Dr. Rafael Yuste, a well-known researcher at the Howard Hughes Medical Institute (Columbia University), has been at the center of the mega-neuroscience effort to create dynamic maps that would characterize the dance of neuroelectric activity underlying perception and behavior in animals (with aspirations toward human brains). He participated in the Kavli Institute conference from which the plan sprang, and led the authorship of the two papers (one in Neuron and one in Science) that outlined the proposal for the public at large. In corners of the twittersphere/blogoverse the response to this plan has been rather tepid, with many authors worried about the appropriateness and practicality of the aims as well as the perceived antidemocratic nature of the planning. I contacted Yuste by email to ask him about these and other questions. His responses were generally terse and often referred to previous statements in the two papers, but they do provide some additional insight into the process and promise of this presumably multibillion dollar project.

When asked if he followed the response to the brain activity map (BAM) proposal in social media and given an opportunity to clear up any misconceptions, he suggested that some neuroscientists have criticized the project because they believe it could reduce their own funding. Yuste argues instead that neuroscience funding is not a “zero-sum game,” and that neuroscientists should welcome it as a catalyst for new revenue. He denied that providing for BAM would necessarily require syphoning money from other research and pointed out that the BAM planners “requested funds come from additional sources, perhaps by an act of Congress.”

As I’ve pointed out in a previous post, the optics of releasing the two BAM proposals behind paywalls (at least initially) seemed designed to raise the hackles of the many open access proponents among the tweeting hoards. Yuste pointed out that the Neuron paper had already been made available and that the BAM planners were working to open access to the Science paper as well. He insisted that their recommendations were for all BAM data to be open and publicly accessible online even before any publications.

Pointing to criticism of the project planning as insular, I asked Yuste how he would reassure the community that the funding process would be open and transparent. He rejected the premise of the question outright, insisting that the BAM proposal was developed over the course of 4 separate workshops involving a group of about 100 scientists, both men and women, who vigorously debated the merits of the proposal against hundreds of other ideas. He pointed out that the BAM plan cleared a final vetting round against a field of about 20 other proposals, with support from NIH, NSF, DARPA and White House representatives. He said it was “a clean shot without any agenda,” and that the team worked very hard to “generate a coherent proposal and integrate everyone’s input.” He contends the process was an excellent example of democracy in action, and an illustration of “grass-roots activism” at work influencing the political agenda.

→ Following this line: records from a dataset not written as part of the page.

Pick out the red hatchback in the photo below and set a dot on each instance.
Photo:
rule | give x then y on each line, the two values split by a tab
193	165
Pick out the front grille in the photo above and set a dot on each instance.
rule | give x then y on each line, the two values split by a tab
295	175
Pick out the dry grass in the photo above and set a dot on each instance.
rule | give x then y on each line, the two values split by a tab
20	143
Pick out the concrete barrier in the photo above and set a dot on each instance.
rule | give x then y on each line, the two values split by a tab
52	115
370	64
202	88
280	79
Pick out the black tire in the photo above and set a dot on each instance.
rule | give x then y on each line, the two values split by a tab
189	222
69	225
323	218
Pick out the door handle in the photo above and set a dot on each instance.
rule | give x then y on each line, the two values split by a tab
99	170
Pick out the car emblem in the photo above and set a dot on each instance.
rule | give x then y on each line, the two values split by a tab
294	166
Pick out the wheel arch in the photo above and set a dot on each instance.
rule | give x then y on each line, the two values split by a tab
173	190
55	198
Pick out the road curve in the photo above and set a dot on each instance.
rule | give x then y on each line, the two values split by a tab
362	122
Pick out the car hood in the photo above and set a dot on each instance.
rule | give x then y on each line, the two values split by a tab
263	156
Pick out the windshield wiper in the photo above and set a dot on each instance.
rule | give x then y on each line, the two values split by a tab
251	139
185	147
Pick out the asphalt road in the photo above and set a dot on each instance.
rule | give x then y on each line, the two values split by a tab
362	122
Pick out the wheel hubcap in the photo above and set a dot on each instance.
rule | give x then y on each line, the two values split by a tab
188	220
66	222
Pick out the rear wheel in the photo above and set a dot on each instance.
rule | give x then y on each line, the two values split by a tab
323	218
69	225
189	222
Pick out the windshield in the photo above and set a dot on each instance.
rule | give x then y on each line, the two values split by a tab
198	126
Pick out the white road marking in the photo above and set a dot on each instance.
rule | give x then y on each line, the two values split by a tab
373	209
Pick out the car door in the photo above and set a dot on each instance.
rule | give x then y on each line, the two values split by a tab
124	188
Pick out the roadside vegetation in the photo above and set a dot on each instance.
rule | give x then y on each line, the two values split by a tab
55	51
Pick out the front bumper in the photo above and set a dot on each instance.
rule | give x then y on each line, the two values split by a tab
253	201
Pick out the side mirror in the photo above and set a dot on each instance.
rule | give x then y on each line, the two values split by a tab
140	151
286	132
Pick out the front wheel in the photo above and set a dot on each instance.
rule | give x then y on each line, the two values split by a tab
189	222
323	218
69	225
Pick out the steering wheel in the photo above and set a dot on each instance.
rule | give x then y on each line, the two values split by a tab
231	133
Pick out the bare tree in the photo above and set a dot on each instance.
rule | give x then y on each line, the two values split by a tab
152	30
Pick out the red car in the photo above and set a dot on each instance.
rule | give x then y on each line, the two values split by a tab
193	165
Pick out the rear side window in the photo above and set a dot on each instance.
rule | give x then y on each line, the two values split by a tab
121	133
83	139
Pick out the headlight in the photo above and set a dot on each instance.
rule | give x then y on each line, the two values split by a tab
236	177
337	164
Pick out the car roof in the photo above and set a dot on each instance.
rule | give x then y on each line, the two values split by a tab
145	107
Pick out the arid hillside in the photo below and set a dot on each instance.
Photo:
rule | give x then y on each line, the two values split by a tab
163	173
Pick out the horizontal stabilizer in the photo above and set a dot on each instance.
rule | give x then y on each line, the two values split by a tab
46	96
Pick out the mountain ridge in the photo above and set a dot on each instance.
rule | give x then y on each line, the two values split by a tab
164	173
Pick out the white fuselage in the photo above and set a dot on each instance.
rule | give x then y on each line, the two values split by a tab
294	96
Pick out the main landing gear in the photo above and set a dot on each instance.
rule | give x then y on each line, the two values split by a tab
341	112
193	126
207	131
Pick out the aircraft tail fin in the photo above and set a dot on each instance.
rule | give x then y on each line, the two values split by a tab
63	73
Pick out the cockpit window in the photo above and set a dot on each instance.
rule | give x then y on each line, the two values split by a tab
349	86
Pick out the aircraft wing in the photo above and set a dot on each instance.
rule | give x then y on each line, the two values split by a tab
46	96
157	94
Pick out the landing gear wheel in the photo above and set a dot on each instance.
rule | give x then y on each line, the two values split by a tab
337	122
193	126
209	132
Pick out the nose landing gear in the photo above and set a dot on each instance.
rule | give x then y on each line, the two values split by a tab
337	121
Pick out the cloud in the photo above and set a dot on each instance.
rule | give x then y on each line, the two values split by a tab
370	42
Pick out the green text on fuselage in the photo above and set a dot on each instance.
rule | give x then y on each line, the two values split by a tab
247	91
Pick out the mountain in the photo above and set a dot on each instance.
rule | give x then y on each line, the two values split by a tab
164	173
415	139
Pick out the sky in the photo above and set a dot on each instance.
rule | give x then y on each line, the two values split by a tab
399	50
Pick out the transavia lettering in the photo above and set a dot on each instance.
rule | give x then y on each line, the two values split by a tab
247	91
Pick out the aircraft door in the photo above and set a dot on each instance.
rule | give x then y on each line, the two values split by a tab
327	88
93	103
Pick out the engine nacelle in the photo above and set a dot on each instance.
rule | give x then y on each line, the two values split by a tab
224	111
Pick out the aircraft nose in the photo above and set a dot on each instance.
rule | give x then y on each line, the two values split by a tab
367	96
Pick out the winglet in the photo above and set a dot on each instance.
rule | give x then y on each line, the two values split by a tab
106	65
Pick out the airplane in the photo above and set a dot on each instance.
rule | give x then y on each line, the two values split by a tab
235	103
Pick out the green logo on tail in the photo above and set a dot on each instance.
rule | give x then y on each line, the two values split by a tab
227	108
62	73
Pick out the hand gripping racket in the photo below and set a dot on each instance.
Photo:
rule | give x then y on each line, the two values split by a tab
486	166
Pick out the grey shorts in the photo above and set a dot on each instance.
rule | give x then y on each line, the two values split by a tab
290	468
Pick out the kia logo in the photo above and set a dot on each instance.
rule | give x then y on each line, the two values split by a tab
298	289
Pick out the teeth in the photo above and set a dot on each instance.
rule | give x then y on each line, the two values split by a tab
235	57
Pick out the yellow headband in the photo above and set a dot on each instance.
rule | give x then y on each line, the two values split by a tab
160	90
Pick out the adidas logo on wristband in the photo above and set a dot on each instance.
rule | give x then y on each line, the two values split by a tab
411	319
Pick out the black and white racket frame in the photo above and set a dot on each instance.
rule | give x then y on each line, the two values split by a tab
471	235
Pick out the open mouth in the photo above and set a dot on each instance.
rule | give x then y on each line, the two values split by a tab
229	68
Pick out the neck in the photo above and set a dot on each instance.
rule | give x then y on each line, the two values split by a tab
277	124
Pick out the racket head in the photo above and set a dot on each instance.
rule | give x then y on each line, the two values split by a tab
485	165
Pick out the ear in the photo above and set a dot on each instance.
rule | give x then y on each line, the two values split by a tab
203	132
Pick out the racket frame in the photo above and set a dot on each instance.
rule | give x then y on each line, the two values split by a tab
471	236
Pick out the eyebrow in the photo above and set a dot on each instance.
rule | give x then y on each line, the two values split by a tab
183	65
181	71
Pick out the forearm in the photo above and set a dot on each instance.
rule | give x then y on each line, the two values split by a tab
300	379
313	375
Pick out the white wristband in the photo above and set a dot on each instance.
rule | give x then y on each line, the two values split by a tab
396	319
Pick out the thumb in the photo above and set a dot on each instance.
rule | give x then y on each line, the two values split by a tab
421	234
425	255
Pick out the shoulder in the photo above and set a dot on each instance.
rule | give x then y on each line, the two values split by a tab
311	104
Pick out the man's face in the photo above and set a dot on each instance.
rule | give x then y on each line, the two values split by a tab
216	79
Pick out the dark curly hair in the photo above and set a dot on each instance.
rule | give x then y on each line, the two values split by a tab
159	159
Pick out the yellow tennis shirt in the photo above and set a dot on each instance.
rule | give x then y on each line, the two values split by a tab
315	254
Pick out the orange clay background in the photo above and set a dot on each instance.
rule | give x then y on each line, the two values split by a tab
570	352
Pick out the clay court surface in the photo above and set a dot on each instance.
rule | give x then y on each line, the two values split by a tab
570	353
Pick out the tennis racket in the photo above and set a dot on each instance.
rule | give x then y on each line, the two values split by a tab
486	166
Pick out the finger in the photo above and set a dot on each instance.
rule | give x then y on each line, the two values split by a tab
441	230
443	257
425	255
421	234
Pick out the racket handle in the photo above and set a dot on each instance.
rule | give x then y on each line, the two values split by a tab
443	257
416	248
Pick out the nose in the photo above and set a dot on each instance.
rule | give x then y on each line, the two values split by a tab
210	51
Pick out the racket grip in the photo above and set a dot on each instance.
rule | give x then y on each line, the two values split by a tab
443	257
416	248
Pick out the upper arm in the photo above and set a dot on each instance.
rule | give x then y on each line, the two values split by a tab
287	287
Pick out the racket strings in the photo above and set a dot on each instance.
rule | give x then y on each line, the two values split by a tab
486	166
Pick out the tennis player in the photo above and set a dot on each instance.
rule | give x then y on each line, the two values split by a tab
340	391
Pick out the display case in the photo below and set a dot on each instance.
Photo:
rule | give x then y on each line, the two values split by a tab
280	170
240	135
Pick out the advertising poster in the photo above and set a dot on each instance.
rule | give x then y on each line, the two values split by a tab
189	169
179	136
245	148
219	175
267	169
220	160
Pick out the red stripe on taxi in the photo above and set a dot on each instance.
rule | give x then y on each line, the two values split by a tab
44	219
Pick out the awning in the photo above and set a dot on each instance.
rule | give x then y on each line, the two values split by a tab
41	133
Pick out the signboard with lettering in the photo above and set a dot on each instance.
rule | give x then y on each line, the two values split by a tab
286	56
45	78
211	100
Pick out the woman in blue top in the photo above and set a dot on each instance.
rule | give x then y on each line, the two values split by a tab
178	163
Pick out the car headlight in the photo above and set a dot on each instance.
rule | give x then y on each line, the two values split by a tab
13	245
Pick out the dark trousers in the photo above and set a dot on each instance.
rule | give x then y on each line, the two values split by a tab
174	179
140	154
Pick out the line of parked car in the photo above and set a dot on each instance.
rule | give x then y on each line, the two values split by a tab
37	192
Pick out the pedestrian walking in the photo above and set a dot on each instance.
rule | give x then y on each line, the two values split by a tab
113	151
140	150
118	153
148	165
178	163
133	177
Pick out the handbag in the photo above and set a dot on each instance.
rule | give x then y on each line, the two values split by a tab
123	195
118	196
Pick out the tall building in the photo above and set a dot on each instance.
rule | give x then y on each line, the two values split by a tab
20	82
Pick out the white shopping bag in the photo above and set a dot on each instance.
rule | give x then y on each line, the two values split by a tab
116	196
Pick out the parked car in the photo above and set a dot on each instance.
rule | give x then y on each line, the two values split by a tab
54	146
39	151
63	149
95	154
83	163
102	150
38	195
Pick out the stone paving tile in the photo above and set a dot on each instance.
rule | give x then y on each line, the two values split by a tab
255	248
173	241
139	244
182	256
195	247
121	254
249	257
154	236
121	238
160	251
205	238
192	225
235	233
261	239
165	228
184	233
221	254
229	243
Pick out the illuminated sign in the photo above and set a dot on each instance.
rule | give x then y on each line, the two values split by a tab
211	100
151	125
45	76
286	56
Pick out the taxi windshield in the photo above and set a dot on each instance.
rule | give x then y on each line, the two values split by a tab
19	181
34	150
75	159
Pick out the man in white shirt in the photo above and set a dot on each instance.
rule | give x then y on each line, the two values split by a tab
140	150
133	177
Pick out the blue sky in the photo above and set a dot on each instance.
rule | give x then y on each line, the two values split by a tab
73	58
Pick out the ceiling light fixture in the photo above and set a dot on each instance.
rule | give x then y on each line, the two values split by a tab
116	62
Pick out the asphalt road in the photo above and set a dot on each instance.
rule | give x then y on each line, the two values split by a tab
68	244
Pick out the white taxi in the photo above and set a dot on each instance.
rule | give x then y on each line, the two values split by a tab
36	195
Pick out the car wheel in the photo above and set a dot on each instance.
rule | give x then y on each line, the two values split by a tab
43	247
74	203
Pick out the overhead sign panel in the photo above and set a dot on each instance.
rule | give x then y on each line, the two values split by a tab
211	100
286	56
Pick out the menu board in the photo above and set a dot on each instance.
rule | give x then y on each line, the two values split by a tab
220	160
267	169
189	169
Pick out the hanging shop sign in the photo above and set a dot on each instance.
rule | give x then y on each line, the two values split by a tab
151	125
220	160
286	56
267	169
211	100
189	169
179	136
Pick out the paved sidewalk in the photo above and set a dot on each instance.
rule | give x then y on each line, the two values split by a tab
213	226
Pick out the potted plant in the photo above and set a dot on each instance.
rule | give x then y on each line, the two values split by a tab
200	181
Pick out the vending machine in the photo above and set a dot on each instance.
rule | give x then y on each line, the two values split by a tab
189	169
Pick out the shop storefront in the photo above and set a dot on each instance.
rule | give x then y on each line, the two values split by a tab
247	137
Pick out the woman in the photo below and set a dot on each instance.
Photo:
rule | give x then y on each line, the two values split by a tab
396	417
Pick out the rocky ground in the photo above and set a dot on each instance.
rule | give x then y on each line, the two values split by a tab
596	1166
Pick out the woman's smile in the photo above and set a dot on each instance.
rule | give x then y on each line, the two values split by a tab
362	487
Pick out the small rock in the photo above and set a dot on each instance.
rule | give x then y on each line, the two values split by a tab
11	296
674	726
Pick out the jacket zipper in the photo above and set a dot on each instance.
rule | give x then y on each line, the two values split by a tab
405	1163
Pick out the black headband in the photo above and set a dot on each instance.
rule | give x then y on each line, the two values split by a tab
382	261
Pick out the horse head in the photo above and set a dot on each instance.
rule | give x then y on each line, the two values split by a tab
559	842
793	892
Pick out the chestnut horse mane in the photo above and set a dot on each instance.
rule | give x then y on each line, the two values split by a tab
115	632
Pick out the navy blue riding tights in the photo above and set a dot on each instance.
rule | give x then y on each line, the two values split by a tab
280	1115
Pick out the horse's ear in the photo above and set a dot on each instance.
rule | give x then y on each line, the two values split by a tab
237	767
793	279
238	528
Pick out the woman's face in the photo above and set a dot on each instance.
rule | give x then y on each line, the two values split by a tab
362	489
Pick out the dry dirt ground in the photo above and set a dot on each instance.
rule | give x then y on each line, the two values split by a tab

Another thread to the recent criticism of BAM is that its goals are too vague and lacking in concrete hypotheses. As I have also argued, Yuste contends the project is not meant to be hypothesis-driven, but rather an effort to develop tools that can be uses by anyone to test “whatever hypotheses they want” in whatever animals they choose. He also rejects the criticism of Parth Mitra (and others) that brain activity mapping should wait for a more complete understanding of underlying circuit connectivity. He believes that activity mapping and connectomics can proceed in parallel with tremendous benefit to both endeavors.

All in all, Yuste seems mystified by much of the criticism of the BAM project, which he considers to be based on misconceptions and unfounded fears of scientists who think they will lose their own funding. In fact, in dismissing the opposition, he blithely asserts “It’s hard to argue with building better tools to acquire new knowledge.”